Voyager 2’s 1986 flyby mission to Uranus was a landmark event. The mission discovered 10 moons and two new rings around the planet.
Now, almost 40 years later, NASA scientists have discovered part of the puzzle that the original mission missed – a new moon only six miles wide.
A team led by Southwest Research Institute (SwRI) found the image on February 2nd using a near-infrared camera (NirCAM) on the James Webb telescope.
This moon, with a provisional name of S/2025 U1, hasn’t yet received the same treatment as Uranus’s other moons, which are named after Shakespearean characters such as Oberon, Titania, Puck, and Desdemona.

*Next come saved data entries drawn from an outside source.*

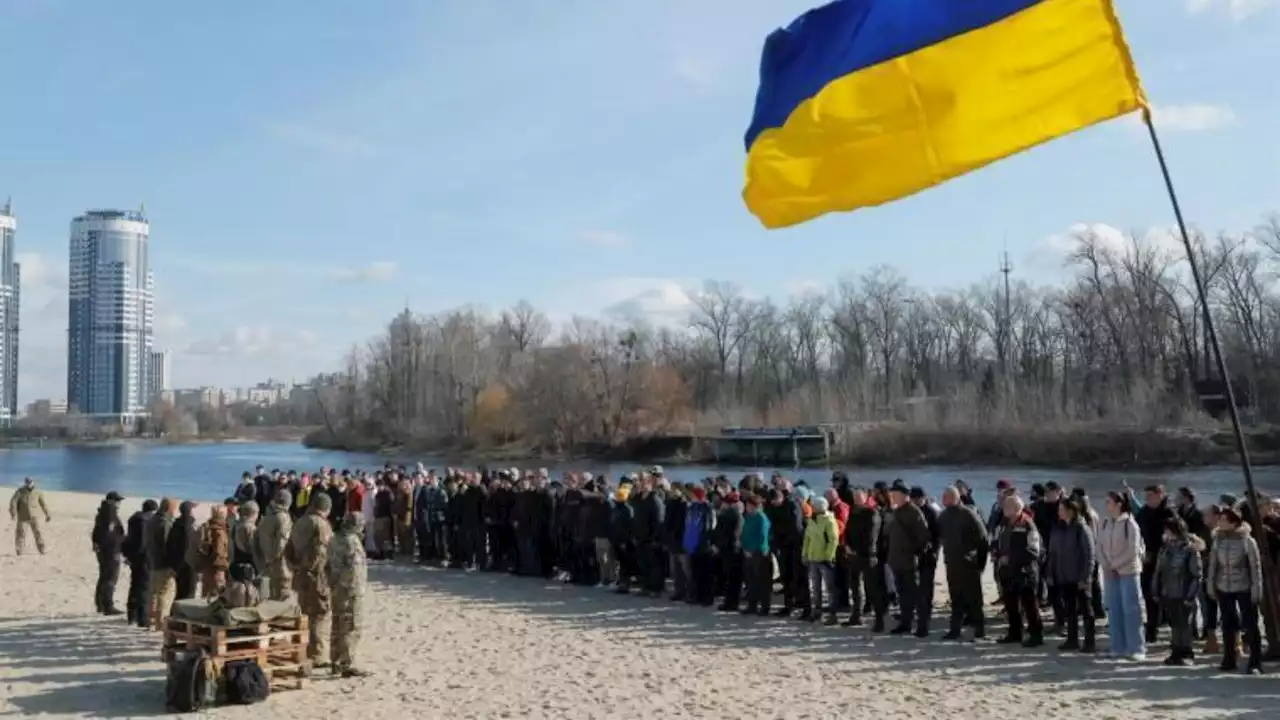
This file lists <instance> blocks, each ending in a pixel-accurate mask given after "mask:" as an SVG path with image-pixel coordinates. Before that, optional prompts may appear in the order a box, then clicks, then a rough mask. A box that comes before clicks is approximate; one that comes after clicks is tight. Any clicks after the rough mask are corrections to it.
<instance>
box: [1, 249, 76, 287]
mask: <svg viewBox="0 0 1280 720" xmlns="http://www.w3.org/2000/svg"><path fill="white" fill-rule="evenodd" d="M14 259H15V260H17V261H18V264H19V265H22V288H23V290H24V291H28V290H52V291H61V292H65V291H67V263H59V261H51V260H50V259H49V258H46V256H45V255H41V254H40V252H18V254H17V256H15V258H14Z"/></svg>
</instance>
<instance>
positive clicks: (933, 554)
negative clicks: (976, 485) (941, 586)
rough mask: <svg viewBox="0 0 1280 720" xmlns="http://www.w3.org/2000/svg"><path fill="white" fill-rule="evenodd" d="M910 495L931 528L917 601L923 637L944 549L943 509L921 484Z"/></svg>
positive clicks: (920, 580)
mask: <svg viewBox="0 0 1280 720" xmlns="http://www.w3.org/2000/svg"><path fill="white" fill-rule="evenodd" d="M908 497H909V498H910V501H911V505H914V506H916V507H919V509H920V515H923V516H924V524H925V525H927V527H928V528H929V543H928V544H927V546H925V548H924V552H922V553H920V560H919V587H920V589H919V593H920V594H919V598H918V602H916V625H918V629H916V637H922V638H923V637H925V635H928V633H929V623H931V621H932V620H933V589H934V585H933V580H934V578H936V577H937V571H938V553H940V552H941V550H942V527H941V525H940V524H938V516H940V515H942V509H941V507H938V505H937V503H936V502H933V500H932V498H931V497H929V496H928V495H925V492H924V488H922V487H919V486H914V487H911V491H910V492H909V493H908Z"/></svg>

It orbits Uranus, around 35,000 miles from the planet's center, between the moons of Ophelia and Bianca.
The chaos factor
Uranus now has 29 confirmed moons, giving it fewer total moons than Jupiter or Saturn but a higher number of small inner satellites, which have a complicated orbit.
These inner moons interact closely with the planet’s rings, blurring the line between ring particles and full-fledged moons, making Uranus quite a frenzied place.
S/2025 U1 is smaller and fainter than any of Uranus’ previously known satellites, hinting that there could be more untrodden elements.
Each new find helps scientists refine models of Uranus’s formation and supports theories that its system has a violent, collision-driven history.
Secrets of Uranus
The small, irregular moons like S/2025 U1 may be leftover fragments from massive impacts that shaped Uranus’s current moon system.
These tiny satellites still influence each other and the rings, creating a dynamic and unpredictable orbital environment.
Studying these moons gives scientists clues about how ice giants like Uranus formed and evolved over billions of years.
Thanks to advanced telescopes like JWST, astronomers can now detect moons that were invisible to past missions, expanding our understanding of Uranus’s complex system.